Chang Joshua C
Epidemiology and Biostatistics Section, Rehabilitation Medicine Department, The National Institutes of Health, Clinical Center, Bethesda, MD 20892, USA.
R Soc Open Sci. 2019 Mar 20;6(3):182174. doi: 10.1098/rsos.182174. eCollection 2019 Mar.
Consider the problem of modelling memory effects in discrete-state random walks using higher-order Markov chains. This paper explores cross-validation and information criteria as proxies for a model's predictive accuracy. Our objective is to select, from data, the number of prior states of recent history upon which a trajectory is statistically dependent. Through simulations, I evaluate these criteria in the case where data are drawn from systems with fixed orders of history, noting trends in the relative performance of the criteria. As a real-world illustrative example of these methods, this manuscript evaluates the problem of detecting statistical dependencies in shot outcomes in free throw shooting. Over three National Basketball Association (NBA) seasons analysed, several players exhibited statistical dependencies in free throw hitting probability of various types-hot handedness, cold handedness and error correction. For the 2013-2014 to 2015-2016 NBA seasons, I detected statistical dependencies in 23% of all player-seasons. Focusing on a single player, in two of these three seasons, LeBron James shot a better percentage after an immediate miss than otherwise. Conditioning on the previous outcome makes for a more-predictive model than treating free throw makes as independent. When extended specifically to LeBron James' 2016-2017 season, a model depending on the previous shot (single-step Markovian) does not clearly beat a model with independent outcomes. An error-correcting variable length model of two parameters, where James shoots a higher percentage after a missed free throw than otherwise, is more predictive than either model.

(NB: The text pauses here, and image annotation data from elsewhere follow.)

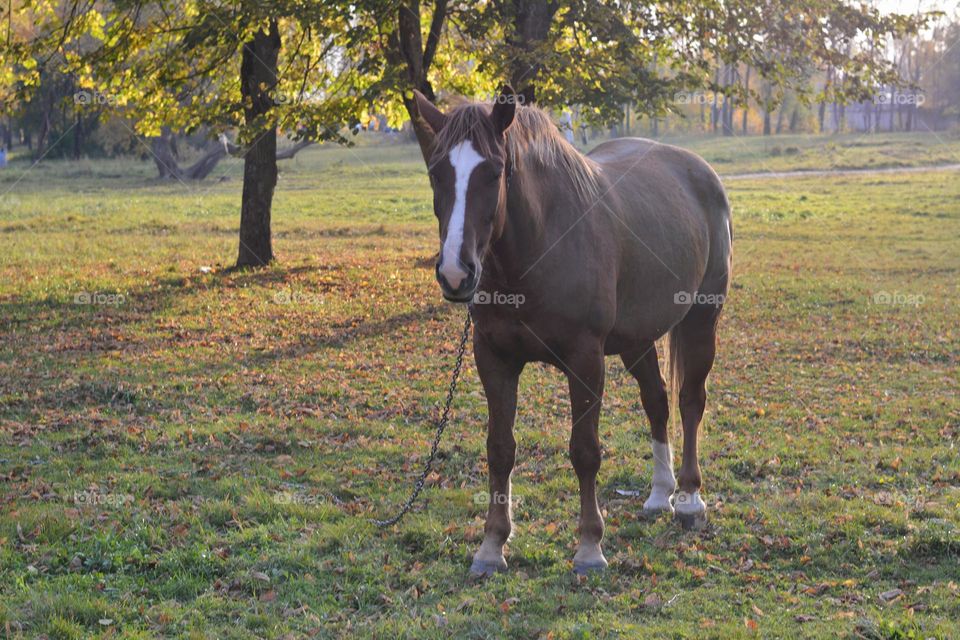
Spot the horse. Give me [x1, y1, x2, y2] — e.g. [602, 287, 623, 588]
[414, 85, 733, 576]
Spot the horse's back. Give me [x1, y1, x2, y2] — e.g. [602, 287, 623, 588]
[588, 138, 732, 342]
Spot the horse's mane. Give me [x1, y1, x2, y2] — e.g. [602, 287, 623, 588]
[430, 102, 600, 200]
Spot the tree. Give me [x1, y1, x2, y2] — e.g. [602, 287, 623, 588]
[4, 0, 387, 267]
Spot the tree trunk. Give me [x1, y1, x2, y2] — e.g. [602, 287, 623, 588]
[710, 67, 720, 135]
[506, 0, 560, 104]
[740, 65, 750, 136]
[236, 20, 280, 268]
[387, 0, 447, 155]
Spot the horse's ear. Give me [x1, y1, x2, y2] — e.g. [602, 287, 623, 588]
[413, 89, 447, 133]
[490, 84, 517, 135]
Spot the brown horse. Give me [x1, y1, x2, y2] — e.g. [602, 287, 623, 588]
[415, 87, 733, 574]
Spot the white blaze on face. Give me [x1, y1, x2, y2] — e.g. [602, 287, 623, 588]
[643, 440, 677, 511]
[440, 140, 483, 289]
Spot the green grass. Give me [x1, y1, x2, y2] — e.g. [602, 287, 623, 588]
[0, 132, 960, 639]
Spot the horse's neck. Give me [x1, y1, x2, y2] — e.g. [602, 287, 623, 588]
[491, 162, 557, 288]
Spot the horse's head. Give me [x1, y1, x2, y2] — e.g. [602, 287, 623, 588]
[414, 87, 516, 302]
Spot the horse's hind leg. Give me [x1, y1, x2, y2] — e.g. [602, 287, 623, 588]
[470, 332, 523, 575]
[563, 343, 607, 574]
[620, 342, 677, 515]
[670, 305, 720, 529]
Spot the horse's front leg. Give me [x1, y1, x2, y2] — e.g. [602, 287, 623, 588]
[470, 331, 523, 575]
[563, 344, 607, 574]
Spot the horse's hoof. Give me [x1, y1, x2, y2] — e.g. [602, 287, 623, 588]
[673, 511, 707, 531]
[470, 558, 507, 578]
[640, 507, 673, 520]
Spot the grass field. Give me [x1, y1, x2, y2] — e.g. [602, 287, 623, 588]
[0, 136, 960, 639]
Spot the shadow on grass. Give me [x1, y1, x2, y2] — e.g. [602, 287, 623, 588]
[0, 265, 445, 418]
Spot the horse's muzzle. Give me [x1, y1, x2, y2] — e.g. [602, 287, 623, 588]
[436, 263, 480, 302]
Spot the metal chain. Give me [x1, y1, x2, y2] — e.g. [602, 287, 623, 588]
[373, 306, 471, 527]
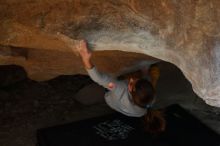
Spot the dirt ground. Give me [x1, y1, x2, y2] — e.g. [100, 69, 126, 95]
[0, 63, 220, 146]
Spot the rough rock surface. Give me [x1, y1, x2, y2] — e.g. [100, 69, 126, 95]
[0, 0, 220, 107]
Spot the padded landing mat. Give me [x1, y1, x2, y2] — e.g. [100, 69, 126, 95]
[37, 105, 220, 146]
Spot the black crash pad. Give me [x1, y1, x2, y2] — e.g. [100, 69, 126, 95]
[37, 105, 220, 146]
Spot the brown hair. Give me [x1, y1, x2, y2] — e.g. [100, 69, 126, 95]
[131, 79, 166, 134]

考虑使用高阶马尔可夫链对离散状态随机游走中的记忆效应进行建模的问题。本文探讨了交叉验证和信息准则作为模型预测准确性的代理指标。我们的目标是从数据中选择轨迹在统计上依赖的近期历史的先前状态数量。通过模拟,我在数据来自具有固定历史阶数的系统的情况下评估这些准则,注意到这些准则相对性能的趋势。作为这些方法的一个实际示例,本文评估了罚球投篮中命中结果的统计依赖性检测问题。在分析的三个美国职业篮球联赛(NBA)赛季中,几名球员在各种类型的罚球命中概率上表现出统计依赖性——手感火热、手感冰冷和纠错。在2013 - 2014赛季到2015 - 2016赛季期间,我在所有球员赛季中有23%检测到了统计依赖性。以一名球员为例,在这三个赛季中的两个赛季里,勒布朗·詹姆斯在紧接着一次未命中之后的罚球命中率比其他情况更高。基于先前的结果进行条件设定会比将罚球命中视为独立事件产生一个更具预测性的模型。当具体扩展到勒布朗·詹姆斯2016 - 2017赛季时,一个依赖于前一次投篮的模型(单步马尔可夫模型)并没有明显优于一个具有独立结果的模型。一个两参数的纠错可变长度模型,即詹姆斯在罚球未命中后的命中率高于其他情况,比这两个模型都更具预测性。